Große Makrowetten in Worten und nicht immer in Taten
Das hatte nicht nur positive Folgen. PIMCO litt unter der mangelnden Bereitschaft von Gross, die Zuflüsse in Strategien einzudämmen und Fonds temporär zu schließen, wenn ihre Vermögenswerte zu stark anwuchsen. Doch dies bewirkte auch eine Innovation, nämlich eine verstärkte Hinwendung zu Top-down getriebenen Investmentprozessen, bei denen Entscheidungen über die Gewichtung von Märkten und Sektoren im Vordergrund standen. Auch Zinskurven-Strategien gewannen an Bedeutung. Gross traf diese Entscheidungen mit Unterstützung des Anlagekomitees von PIMCO, zu dem Generalisten und spezialisierte Fondsmanager und Ökonomen gehörten, die alle relevanten Datenpunkte im Blick hatten und auch die Entscheidungen von Zentralbankern analysierten. Dieser Richtungsschwenk zahlte sich zunächst aus. Doch – ungeachtet der medienträchtigen Analysen und öffentlichen Stellungnahmen von Gross - so setzte er eben nicht alles auf eine Karte. Er war kein Hasardeur, sodass keine großen Verluste anstanden, wenn er mit einer Wette falsch lag.

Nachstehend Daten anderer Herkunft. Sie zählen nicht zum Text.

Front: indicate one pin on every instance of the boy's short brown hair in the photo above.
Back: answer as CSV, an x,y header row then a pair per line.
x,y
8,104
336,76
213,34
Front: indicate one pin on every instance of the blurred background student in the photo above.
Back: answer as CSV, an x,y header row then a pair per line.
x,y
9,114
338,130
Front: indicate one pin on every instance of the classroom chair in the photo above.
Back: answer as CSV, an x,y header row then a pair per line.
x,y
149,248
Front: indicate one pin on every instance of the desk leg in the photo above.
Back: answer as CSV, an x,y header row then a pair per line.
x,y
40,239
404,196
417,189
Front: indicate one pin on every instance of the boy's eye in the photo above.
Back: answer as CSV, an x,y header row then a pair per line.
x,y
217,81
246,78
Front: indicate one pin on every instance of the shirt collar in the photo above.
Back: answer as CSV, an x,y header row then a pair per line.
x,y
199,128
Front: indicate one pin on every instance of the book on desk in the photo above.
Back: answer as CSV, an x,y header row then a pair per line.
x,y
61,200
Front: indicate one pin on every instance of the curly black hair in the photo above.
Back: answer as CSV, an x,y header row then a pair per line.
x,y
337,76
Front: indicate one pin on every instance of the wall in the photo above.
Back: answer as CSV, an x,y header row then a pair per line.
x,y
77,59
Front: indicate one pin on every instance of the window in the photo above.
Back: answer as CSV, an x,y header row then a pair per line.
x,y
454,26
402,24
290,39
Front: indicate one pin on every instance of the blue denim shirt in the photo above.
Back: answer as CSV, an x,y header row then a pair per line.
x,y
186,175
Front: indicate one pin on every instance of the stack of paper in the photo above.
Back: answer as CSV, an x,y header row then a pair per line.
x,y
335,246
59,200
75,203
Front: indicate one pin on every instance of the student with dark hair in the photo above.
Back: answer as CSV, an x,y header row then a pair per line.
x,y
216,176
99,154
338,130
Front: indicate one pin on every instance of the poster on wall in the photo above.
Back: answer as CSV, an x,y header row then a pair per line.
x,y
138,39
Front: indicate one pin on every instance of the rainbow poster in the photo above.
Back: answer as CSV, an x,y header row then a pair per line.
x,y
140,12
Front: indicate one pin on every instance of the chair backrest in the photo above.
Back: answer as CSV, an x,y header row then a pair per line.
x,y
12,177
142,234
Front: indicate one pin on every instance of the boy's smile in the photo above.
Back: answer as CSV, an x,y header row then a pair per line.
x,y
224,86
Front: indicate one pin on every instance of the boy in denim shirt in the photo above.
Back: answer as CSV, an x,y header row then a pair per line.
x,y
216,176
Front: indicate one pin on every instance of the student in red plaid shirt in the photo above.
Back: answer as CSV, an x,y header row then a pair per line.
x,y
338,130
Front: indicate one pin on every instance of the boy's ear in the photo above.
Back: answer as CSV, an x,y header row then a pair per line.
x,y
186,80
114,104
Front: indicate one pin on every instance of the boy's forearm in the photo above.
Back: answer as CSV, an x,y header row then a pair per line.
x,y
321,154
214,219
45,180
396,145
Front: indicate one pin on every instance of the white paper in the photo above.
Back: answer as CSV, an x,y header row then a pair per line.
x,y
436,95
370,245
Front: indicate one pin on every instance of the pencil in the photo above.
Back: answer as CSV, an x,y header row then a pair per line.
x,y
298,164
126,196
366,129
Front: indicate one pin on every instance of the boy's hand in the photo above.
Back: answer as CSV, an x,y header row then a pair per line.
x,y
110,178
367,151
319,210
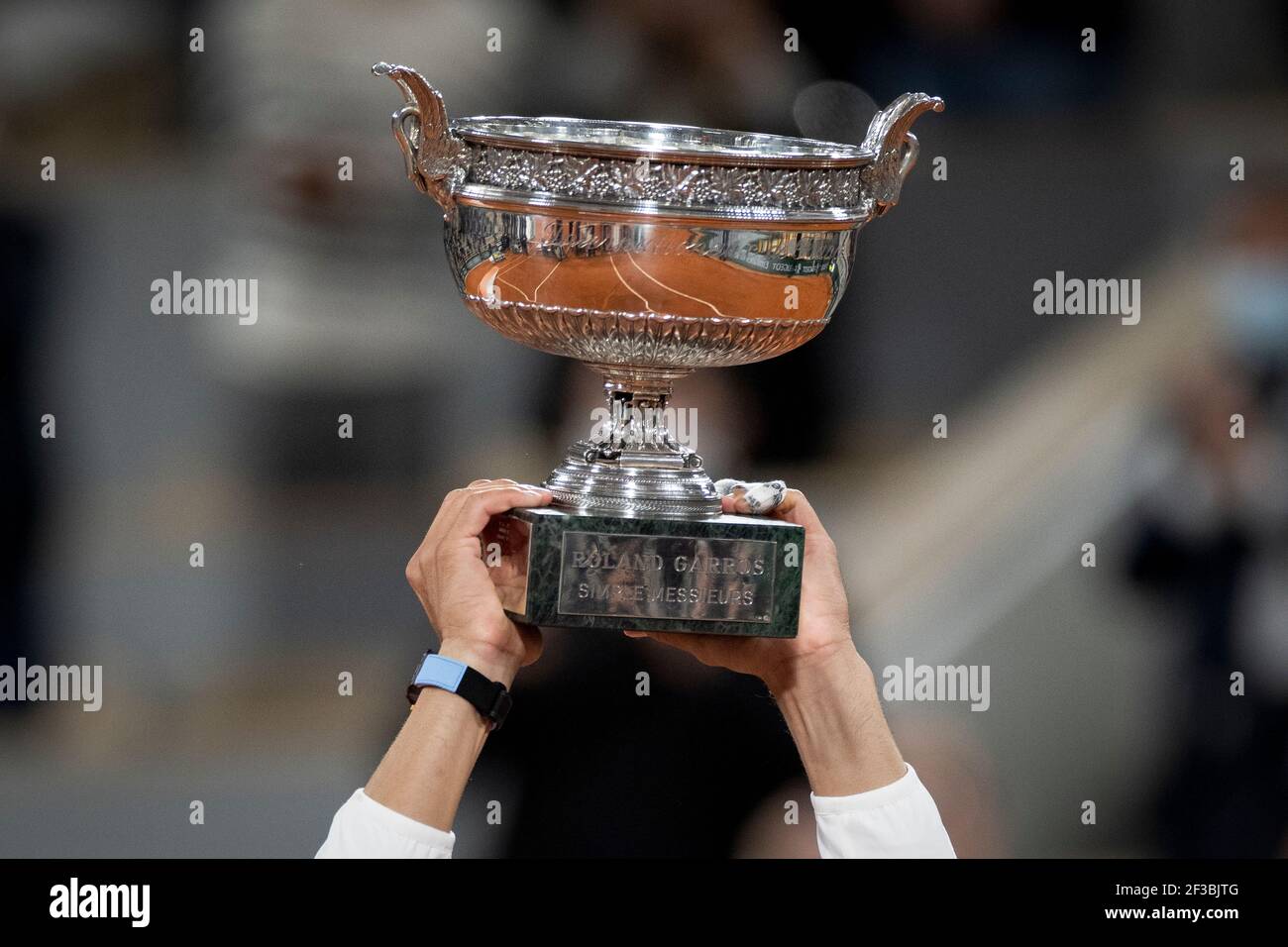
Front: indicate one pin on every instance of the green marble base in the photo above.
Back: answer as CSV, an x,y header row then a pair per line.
x,y
725,577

Ungeachtet des Dramas seines Abgangs bei PIMCO und seiner wenig glücklichen Hand bei Janus Henderson, so ist es – scheinbar paradoxerweise - auch Gross zuzuschreiben, dass es heute bei PIMCO so gut läuft. Schon sehr früh stand er im Rampenlicht, der Ton war rau bei PIMCO, und es war bekanntlich schwierig, mit ihm zu arbeiten. Doch obwohl er ein gigantisches Ego hatte, war er bereit, sich in wichtigen Momenten zurückzunehmen und den Talenten, mit denen er sich umgab, zur Geltung kommen zu lassen. Und er schaffte es, die meisten der Talente bei PIMCO zu halten. Gross stellte sicher, dass PIMCO Spitzengehälter zahlte und seine Mitarbeiter damit öfter als nicht den Sirenengesängen von Hedgefonds und Private Equity-Firmen widerstanden.

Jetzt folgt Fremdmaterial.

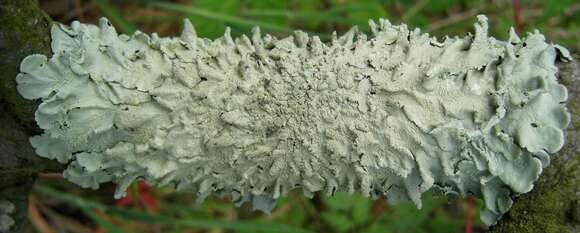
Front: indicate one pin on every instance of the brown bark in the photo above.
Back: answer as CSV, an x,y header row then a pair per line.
x,y
553,205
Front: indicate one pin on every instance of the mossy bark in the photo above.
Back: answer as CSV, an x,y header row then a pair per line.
x,y
24,30
553,205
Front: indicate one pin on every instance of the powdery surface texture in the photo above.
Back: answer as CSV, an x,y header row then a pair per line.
x,y
394,114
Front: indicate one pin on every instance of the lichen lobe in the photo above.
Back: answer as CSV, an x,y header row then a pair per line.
x,y
394,114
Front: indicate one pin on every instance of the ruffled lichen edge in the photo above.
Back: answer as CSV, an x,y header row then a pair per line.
x,y
117,108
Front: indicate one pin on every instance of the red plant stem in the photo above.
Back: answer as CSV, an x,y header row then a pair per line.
x,y
516,10
469,214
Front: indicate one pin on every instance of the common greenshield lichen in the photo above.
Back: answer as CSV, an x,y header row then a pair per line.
x,y
394,114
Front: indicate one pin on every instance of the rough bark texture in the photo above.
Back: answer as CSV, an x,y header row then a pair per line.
x,y
553,205
24,30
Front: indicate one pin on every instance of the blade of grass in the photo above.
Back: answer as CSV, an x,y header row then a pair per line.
x,y
221,17
304,15
226,18
127,214
205,223
116,17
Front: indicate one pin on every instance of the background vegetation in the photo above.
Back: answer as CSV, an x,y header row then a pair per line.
x,y
58,206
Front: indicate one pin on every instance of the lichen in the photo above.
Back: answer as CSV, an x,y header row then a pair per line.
x,y
392,115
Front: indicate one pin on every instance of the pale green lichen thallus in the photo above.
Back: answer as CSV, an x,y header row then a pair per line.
x,y
393,114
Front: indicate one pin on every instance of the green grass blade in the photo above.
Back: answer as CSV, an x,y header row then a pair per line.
x,y
303,15
89,206
219,17
251,226
116,17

Schwieriger Charakter, der sich in entscheidenden Momenten zurücknahm
Auch wenn interne Kämpfe mit seinen Mitarbeitern die Ursache für seinen abrupten Wechsel 2014 waren, so standen die Manager, die Gross eingestellt und ausgebildet hatte, bereit, als die Zeit kam. Dan Ivascyn folgte ihm als Group CIO, stabilisierte das Schiff und hat seitdem eine Periode bemerkenswerter Stabilität und Investitionserfolge verantwortet.
Dass PIMCO in der Lage war, den Bruch mit dem omnipräsenten Gründer zu überleben und hiernach sogar zu gedeihen, war aber insgesamt ein Beispiel für Management-Lehrbücher, wie man einen Übergang nicht gestalten sollte. Gross tat wenig, um Investoren auf seinen im Ergebnis rücksichtslosen Abschied vorzubereiten. Die Assets von PIMCO sind inzwischen zwar seit 2014 gewachsen, aber Anleger bis zu 450 Milliarden Dollar ab, nachdem Gross das Handtuch geworfen hatte. Dass dieser Schritt PIMCO nicht nachhaltig schaden würde, war damals mitnichten klar.
Insgesamt hinterließen diese unschönen Ereignisse Kratzer in einer bemerkenswerten Karriere, aber man wird Bill Gross insgesamt in Erinnerung halten als jemand, der aktives Bond-Management geprägt hat wie kaum ein anderer. Die Maßstäbe, die er gesetzt hat, überdauern und prägen Bond-Investments noch immer – weit jenseits der Fonds und Mandate, die PIMCO bewirtschaftet.